Analysis of TCR γ gene rearrangement
DNA-based PCR of rearranged yTCR genes was performed according to a previously described protocol (46). For each of the patients, the PCR products were analyzed using 3130 ABI Prism capillary electrophoresis equipment (Applied Biosystems; Thermo Fisher Scientific, Inc.). The following was added to each well of a 96-well plate: 0.5 µl size GeneScan Rox (red) 500 size standard, 13 µl Highly deionized (Hi-Di) formamide and 1 µl template DNA sample. Data were analyzed using Genescan and Genotyper software version 2.1 (Applied Biosystems; Thermo Fisher Scientific, Inc.). T-cell clonalities were blindly determined by visual examination of the electropherograms by two independent examiners and further confirmed by an expert hematology pathologist (coauthor JP).
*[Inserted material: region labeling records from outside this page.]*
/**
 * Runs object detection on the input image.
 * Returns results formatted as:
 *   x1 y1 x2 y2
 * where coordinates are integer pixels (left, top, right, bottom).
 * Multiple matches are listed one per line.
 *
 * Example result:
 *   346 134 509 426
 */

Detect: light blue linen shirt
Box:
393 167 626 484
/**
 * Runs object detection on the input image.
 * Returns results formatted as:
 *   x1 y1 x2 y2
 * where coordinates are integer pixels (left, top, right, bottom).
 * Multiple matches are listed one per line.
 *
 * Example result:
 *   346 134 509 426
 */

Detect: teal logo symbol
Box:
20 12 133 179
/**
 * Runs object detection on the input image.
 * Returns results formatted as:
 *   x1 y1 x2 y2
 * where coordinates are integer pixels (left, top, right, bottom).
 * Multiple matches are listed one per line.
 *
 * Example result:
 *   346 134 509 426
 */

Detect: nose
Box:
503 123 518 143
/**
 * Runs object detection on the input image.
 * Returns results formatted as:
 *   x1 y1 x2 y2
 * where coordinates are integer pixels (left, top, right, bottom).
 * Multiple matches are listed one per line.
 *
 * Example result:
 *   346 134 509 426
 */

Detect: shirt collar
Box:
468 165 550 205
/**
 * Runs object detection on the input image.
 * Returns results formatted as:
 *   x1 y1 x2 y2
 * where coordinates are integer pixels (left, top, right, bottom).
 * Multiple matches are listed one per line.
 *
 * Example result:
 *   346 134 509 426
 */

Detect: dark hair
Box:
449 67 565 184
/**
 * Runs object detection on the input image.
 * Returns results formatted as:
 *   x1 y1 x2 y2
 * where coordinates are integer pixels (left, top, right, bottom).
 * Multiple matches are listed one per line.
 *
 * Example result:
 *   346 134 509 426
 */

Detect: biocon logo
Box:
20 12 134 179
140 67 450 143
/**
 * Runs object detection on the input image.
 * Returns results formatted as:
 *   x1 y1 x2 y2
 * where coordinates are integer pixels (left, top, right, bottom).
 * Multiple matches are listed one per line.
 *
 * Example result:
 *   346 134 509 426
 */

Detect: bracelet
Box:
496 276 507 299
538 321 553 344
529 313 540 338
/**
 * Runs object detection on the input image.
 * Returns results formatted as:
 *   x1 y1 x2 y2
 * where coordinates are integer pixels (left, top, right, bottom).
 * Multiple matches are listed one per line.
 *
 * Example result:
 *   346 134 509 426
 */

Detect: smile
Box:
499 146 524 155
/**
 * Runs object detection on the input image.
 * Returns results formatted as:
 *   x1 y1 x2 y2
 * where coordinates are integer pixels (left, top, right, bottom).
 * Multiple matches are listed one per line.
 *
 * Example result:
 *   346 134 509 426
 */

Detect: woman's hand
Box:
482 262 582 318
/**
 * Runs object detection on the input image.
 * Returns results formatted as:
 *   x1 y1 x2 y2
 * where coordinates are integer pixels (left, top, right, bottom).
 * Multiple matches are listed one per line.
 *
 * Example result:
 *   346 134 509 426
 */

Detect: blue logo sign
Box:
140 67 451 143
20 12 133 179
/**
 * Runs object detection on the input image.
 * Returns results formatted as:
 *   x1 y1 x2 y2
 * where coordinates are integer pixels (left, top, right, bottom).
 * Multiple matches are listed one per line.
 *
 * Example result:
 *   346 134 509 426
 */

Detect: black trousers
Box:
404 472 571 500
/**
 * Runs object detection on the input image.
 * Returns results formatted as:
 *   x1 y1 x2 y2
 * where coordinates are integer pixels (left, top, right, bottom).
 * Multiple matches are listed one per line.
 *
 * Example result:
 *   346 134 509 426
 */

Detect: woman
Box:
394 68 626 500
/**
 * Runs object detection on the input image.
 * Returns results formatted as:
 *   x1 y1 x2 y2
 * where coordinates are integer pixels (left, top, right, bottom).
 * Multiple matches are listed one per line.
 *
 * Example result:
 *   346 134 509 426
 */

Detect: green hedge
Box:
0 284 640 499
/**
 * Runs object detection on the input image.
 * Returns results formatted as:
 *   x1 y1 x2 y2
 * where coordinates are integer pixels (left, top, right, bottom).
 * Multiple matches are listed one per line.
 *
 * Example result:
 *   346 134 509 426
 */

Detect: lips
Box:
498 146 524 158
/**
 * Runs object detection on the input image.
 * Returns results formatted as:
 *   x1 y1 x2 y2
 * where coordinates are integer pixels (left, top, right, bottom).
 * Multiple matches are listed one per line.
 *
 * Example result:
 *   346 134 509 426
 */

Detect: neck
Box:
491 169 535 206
sRNA library construction and MPS
For each sample in each group, sRNA libraries were prepared with the Small RNA v1.5 sample preparation kit, as per the manufacturer's instructions (Illumina, Inc.) and a previous protocol (47). In brief, 5 µl purified total RNA was ligated with 1 µl RNA 3′ adapter and then with a 5′ RNA adapter (both Illumina, Inc.). The 5′ adapter also included the sequencing primer. After reverse transcription (RT-)qPCR amplification, the resulting products were analyzed using PAGE (6% Novex Tris-borate-EDTA PAGE; Invitrogen; Thermo Fisher Scientific, Inc.). After gel electrophoresis, sRNA bands sized 145–150 bp were excised and purified. Finally, every four libraries were pooled and up to 8–10 pM of the pooled libraries were loaded and sequenced using the MiSeq platform (Illumina, Inc.) with a 36-base single-end protocol, according to the manufacturer's protocol.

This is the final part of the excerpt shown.